There are, however, some common themes across these issues which frame the broader U.S. role in the the Middle East. All three of these cases demonstrate the inability of the U.S to get what it wants from other countries in the region. Iran and the U.S. have not had a good relationship for decades so it is no surprise that the U.S. has proven unsuccessful in its efforts to dissuade Iran from pursuing its nuclear weapons plan.

The other two cases are, at least in this regard, more significant. Despite an an aversion, until recently, to being frank about the violence and brutality of the Assad regime, the U.S. has been completely unable to influence Assad’s behavior as he has taken increasingly violent measures against his own people. Of equal import is the inability of the U.S. to persuade permanent members of the UN Security Council, China and Russia to support the resolution asking Assad to resign.

Egypt is, in some respects, the most intriguing of the three cases. The decision of the Egyptian authorities to detain people working with major American democracy assistance organizations is very unusual, particularly for a country that, like Egypt, enjoys a good relationship with, and receives ample assistance from, the U.S. In this context the failure of Egypt to release those prisoners in the face of mounting pressure from the U.S. is even more puzzling.

The U.S. is asking, without success, for the Iranian, Syrian, Russian and Chinese governments to do things that, from their perspective, are not in their interests. It is not really a big surprise that Iran is not giving up their weapons because the U.S. wants them to or that Moscow and Beijing are less anxious than the U.S. to call for a leader to resign because he has used excessive force on the citizens of his own country. The U.S., on the other hand, is asking Egypt to do something that is neither against their interests nor a very big request.

The new government of Egypt probably does not share the American view that the involvement of U.S. based organizations working to help make Egypt become more democratic is essential for Egypt’s development. Moreover, Egyptians may see the U.S. as having supported Hosni Mubarak’s authoritarian government rather than as having played a role in political breakthroughs in Egypt. However, the Egyptian government, which still seems happy to receive assistance from the U.S. and to have relatively strong ties with the U.S. in other areas, notably the military, has behaved clumsily and excessively on this issue.

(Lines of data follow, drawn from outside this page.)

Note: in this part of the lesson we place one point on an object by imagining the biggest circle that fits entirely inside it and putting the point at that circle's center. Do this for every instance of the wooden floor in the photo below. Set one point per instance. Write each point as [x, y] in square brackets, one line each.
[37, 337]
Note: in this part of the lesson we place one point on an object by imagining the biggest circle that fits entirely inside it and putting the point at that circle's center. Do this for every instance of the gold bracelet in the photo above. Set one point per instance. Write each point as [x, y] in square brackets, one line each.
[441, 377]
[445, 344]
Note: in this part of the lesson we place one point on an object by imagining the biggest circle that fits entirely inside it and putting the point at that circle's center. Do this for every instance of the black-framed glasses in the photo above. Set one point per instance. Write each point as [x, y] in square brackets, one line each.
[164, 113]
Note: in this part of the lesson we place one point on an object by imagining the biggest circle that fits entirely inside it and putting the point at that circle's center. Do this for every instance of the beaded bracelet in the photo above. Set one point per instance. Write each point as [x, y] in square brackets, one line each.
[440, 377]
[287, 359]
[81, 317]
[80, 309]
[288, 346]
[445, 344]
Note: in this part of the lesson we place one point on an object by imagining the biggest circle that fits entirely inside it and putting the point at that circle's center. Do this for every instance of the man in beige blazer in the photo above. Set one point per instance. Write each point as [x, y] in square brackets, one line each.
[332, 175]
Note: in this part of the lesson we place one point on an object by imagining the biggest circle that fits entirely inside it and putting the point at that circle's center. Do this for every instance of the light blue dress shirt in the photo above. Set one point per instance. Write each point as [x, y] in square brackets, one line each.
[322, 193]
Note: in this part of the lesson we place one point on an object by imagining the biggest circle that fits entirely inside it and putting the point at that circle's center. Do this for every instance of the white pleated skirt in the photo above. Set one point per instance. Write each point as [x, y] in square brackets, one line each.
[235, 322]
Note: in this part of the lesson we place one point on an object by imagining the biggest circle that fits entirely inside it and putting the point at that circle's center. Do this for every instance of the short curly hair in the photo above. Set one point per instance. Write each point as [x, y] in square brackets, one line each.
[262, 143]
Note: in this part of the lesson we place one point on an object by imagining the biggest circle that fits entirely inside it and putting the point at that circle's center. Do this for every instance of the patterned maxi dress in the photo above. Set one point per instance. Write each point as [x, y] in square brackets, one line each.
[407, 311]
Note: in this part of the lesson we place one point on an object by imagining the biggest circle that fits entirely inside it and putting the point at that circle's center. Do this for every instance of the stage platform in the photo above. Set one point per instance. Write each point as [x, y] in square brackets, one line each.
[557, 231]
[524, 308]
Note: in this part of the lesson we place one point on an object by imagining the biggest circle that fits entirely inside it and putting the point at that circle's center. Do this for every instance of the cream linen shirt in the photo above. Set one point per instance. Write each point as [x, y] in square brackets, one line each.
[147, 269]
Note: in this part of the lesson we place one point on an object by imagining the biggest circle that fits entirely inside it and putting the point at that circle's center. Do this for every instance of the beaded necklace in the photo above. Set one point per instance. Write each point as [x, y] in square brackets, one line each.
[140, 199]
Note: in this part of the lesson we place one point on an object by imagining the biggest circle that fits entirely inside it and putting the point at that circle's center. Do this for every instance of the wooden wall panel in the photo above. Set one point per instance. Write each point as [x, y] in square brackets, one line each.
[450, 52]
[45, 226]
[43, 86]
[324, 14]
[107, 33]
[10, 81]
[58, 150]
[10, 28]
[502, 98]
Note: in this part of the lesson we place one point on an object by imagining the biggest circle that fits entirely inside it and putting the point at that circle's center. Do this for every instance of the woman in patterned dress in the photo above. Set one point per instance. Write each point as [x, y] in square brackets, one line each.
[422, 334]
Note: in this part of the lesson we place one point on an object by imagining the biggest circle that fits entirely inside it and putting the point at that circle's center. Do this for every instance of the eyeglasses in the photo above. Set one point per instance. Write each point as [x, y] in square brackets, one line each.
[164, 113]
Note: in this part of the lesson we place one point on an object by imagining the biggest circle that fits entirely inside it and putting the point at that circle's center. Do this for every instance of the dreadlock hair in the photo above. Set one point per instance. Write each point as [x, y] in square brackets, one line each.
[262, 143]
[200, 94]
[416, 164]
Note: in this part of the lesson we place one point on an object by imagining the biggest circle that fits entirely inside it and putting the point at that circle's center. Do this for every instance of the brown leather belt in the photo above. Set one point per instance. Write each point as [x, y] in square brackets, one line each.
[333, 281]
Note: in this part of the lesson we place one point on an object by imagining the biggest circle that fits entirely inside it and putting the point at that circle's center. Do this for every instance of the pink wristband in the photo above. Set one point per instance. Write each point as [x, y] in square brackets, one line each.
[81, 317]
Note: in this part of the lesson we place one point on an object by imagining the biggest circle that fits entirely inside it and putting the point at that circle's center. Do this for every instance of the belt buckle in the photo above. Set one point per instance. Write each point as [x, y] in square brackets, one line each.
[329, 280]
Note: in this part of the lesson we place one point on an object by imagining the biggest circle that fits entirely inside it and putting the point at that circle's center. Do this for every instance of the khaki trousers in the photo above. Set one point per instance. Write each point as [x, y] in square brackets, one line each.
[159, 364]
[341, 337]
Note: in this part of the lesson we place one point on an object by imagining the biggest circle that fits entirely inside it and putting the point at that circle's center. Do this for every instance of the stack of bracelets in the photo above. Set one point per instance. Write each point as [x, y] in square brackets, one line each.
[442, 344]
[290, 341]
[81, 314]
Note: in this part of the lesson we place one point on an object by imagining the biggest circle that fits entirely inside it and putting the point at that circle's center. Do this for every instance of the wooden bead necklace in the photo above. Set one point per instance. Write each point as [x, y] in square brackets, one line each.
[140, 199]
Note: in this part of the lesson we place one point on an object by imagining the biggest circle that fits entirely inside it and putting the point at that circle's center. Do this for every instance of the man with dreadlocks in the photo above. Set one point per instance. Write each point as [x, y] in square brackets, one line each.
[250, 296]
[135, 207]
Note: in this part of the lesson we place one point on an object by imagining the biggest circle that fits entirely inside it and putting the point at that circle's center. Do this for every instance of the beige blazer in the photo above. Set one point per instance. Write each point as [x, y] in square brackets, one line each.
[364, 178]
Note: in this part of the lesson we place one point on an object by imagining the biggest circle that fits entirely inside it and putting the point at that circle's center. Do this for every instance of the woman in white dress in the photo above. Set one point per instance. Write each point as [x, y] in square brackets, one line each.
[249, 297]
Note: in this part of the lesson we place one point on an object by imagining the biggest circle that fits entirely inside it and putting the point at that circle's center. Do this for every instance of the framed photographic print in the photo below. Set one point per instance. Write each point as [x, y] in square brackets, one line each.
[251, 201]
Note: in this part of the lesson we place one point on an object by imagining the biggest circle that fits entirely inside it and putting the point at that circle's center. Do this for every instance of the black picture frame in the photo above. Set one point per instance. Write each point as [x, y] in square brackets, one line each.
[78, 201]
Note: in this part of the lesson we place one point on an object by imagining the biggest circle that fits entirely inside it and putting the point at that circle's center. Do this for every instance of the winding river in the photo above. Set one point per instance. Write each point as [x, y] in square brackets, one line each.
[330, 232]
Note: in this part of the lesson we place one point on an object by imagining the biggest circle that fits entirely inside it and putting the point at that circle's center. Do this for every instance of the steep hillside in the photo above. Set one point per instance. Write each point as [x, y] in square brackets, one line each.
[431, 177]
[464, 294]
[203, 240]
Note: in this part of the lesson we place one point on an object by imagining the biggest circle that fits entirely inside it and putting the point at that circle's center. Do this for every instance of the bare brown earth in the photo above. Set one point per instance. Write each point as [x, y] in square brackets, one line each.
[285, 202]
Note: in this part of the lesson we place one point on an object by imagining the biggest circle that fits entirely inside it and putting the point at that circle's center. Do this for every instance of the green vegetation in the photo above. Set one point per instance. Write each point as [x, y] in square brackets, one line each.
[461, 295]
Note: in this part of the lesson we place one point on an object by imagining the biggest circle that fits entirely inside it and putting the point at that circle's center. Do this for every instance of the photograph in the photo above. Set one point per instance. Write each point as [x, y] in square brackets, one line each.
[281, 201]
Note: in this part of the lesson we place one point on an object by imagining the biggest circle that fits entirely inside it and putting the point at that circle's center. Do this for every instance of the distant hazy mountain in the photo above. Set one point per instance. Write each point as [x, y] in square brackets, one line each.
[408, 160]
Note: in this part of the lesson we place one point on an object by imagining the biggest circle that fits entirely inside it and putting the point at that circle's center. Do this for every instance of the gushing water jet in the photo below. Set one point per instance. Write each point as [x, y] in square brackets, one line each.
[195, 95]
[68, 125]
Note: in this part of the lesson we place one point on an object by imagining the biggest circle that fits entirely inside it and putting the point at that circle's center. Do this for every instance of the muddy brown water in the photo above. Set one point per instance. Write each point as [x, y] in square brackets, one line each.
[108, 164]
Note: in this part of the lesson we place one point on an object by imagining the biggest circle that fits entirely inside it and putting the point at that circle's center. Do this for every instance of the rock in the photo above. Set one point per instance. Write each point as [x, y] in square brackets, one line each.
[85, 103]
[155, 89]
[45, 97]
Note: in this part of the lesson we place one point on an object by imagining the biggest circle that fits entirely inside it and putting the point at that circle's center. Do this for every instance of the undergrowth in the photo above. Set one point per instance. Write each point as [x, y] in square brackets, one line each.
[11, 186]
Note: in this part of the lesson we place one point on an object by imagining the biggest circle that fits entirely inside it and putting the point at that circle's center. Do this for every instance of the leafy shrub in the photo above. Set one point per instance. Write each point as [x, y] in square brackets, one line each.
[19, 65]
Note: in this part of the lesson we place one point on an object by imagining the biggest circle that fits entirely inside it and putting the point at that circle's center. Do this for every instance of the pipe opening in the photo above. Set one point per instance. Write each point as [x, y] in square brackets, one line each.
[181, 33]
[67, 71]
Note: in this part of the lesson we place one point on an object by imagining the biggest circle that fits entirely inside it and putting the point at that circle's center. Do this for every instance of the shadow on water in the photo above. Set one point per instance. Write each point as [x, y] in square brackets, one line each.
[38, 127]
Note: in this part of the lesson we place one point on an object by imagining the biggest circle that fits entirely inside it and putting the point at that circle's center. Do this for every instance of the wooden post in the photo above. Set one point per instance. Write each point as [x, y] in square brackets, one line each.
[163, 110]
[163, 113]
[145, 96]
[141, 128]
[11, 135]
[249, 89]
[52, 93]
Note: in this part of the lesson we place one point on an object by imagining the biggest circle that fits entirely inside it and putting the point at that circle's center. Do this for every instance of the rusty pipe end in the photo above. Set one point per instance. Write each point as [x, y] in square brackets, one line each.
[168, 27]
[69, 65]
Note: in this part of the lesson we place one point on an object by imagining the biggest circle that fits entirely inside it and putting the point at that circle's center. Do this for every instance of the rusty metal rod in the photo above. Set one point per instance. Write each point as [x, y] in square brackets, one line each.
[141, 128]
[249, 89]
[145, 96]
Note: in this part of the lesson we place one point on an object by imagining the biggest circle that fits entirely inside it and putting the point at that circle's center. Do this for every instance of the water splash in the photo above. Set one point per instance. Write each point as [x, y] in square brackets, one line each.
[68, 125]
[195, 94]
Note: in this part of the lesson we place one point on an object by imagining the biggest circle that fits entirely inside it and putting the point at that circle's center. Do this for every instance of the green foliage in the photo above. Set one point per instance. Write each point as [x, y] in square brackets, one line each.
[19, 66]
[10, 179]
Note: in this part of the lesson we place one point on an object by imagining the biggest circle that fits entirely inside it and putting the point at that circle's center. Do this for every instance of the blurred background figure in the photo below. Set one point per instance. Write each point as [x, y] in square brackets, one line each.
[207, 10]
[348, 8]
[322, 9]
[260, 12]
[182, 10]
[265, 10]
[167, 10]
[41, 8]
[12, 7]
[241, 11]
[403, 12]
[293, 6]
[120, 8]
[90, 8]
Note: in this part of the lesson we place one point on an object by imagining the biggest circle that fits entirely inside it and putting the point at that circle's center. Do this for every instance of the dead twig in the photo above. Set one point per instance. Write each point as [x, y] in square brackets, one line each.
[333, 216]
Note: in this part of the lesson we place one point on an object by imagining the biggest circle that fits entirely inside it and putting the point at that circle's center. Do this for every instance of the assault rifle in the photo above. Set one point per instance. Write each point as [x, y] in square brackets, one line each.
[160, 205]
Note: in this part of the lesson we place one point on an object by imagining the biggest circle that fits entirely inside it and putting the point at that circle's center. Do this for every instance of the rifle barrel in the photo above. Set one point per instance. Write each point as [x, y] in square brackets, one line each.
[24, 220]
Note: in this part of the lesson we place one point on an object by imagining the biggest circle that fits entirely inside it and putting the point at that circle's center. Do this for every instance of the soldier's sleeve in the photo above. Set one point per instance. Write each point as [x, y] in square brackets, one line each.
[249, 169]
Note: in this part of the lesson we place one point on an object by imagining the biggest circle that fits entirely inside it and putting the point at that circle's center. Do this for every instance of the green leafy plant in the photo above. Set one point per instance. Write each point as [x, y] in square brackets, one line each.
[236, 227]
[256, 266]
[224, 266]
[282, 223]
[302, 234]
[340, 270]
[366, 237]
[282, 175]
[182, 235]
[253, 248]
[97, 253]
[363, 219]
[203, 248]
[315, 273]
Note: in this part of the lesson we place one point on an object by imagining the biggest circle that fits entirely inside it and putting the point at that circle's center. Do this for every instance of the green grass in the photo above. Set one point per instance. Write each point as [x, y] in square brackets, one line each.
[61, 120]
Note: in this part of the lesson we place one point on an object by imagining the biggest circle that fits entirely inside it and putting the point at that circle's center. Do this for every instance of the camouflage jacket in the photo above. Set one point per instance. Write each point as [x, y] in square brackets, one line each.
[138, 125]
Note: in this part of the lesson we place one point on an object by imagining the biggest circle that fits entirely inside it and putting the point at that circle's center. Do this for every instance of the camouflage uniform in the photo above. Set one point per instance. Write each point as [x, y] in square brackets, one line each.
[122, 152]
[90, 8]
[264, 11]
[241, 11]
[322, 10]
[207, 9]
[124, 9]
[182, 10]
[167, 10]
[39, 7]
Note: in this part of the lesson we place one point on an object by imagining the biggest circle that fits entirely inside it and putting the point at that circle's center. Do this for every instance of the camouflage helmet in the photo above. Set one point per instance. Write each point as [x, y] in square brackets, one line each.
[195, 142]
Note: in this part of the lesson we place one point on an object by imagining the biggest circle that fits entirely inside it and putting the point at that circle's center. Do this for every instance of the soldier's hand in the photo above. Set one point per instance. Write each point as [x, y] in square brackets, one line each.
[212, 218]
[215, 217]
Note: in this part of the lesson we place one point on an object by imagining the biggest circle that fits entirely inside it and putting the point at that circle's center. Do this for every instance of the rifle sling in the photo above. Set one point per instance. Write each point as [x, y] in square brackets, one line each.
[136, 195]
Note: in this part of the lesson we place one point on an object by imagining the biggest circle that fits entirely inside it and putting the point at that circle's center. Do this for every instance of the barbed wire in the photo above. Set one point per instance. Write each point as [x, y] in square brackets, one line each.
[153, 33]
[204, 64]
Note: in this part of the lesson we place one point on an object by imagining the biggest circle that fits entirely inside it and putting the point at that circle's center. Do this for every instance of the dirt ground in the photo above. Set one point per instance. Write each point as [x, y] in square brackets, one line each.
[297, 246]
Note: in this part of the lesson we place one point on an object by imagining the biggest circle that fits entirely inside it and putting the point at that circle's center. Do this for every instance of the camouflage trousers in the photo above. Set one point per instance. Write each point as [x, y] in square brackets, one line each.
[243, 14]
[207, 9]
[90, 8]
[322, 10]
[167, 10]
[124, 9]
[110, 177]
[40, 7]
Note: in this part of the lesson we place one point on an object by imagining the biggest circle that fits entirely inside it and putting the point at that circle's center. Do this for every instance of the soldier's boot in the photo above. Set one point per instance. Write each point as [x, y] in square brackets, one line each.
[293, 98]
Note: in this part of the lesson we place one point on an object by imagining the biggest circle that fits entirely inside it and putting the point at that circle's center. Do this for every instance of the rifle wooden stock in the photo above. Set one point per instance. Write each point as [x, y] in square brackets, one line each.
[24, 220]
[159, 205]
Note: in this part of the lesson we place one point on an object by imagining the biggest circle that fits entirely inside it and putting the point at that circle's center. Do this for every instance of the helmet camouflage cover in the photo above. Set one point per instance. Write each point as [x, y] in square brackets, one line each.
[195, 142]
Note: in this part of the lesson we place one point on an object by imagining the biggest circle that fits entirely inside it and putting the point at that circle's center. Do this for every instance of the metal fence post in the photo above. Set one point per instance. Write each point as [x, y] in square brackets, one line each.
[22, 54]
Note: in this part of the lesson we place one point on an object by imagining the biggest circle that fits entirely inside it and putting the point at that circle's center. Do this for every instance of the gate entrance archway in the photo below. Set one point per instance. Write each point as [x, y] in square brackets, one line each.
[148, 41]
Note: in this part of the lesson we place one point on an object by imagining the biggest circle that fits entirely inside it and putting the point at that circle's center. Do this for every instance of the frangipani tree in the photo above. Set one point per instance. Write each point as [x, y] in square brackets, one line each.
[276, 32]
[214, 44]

It is unclear why the presence of U.S. democracy organizations which most governments in similar situations view as a minor, but necessary, inconvenience has drawn such an overblown and hostile response from the Egyptian government.

The failure of the U.S. to stop Egypt from detaining, and now possibly trying, these nineteen Americans is yet another case of the U.S. not being able to persuade a recipient of U.S. assistance to cooperate with the U.S. Recipients of U.S. assistance, particularly when they are large and powerful countries like Egypt cannot be expected to support the U.S. on everything, but this is a relatively minor, although highly symbolic, incident where Egyptian cooperation does not seem like it should be beyond the expectations of the U.S.

The inability of the U.S. to get what it wants in the Middle East on issues both relatively large and relatively minor is further evidence of the failure of American policy of continuing to behave like a lone superpower in an increasingly multi-polar world. China and Russia are almost certainly going to continue charting their own courses in the Middle East and elsewhere and so will continue to be able to block U.S. action on the security council and to offer regimes, including those as dreadful as the ones in Teheran and Damascus, alternatives to cooperating with the U.S. This is probably unavoidable in a multi-polar world, but events like those in Egypt raise a different set of concerns and limits on American influence and power.